The harness refers to all the software and interface components built around a core AI model. It includes the user interface (UI), tool integrations (like connecting to a document editor or web search), workflow automation, and features that make the model's reasoning transparent (like Chain-of-Thought logging). A powerful model with a weak harness is difficult for users to leverage effectively.
Is the Gemini Pro 3.1 model itself considered bad?
No. According to Ethan Mollick and supported by various benchmarks, Gemini Pro 3.1 is a "very good model" technically competitive with offerings from Anthropic (Claude 3.5 Sonnet) and OpenAI (GPT-4o). The criticism is directed entirely at the public-facing application (the Gemini website and app), which fails to fully utilize or expose the model's capabilities.
Does Google have a version of Gemini with better tool integration?
Yes, but primarily for developers and enterprises. The Gemini API on Google AI Studio and the enterprise-focused Vertex AI platform offer more programmable access, allowing developers to build custom tool integrations. The gap highlighted is specifically for the standard, consumer-facing Gemini chat interface that most users experience.
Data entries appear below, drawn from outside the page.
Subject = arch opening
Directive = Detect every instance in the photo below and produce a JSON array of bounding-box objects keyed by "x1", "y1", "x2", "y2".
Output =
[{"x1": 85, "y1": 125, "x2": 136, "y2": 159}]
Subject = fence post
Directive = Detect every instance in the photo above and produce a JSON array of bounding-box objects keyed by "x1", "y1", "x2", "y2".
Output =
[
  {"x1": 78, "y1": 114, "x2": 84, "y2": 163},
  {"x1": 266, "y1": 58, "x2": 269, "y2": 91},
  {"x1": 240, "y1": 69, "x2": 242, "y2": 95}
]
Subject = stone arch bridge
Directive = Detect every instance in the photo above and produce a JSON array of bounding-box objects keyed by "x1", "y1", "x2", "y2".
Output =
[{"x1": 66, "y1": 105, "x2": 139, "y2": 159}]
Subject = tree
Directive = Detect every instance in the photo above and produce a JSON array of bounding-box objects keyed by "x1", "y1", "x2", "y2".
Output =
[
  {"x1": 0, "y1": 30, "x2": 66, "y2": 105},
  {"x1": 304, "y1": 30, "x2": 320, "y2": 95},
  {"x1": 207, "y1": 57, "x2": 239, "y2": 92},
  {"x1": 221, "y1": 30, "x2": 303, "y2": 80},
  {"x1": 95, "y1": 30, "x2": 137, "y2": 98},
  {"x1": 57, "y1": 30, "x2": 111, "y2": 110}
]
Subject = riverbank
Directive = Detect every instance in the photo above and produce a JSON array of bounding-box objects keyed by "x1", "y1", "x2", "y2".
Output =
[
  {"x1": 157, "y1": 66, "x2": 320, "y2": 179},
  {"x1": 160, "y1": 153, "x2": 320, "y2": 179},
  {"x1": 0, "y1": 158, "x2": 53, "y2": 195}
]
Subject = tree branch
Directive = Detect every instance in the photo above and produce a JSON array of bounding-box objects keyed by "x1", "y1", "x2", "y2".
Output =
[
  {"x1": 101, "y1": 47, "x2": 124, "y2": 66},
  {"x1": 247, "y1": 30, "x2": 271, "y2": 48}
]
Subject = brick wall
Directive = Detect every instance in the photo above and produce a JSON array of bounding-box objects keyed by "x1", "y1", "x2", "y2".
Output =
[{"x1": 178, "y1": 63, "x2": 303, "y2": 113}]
Why is this gap a problem for Google if the model is good?
It hinders adoption and perception. Most users judge an AI by its direct interface. If competitors offer a smoother experience where the AI can accomplish complex, multi-step tasks using tools, users and businesses will migrate to those platforms. It also wastes Google's unique advantage of having an ecosystem of tools (Workspace, Search, etc.) that a well-harnessed AI could seamlessly operate within.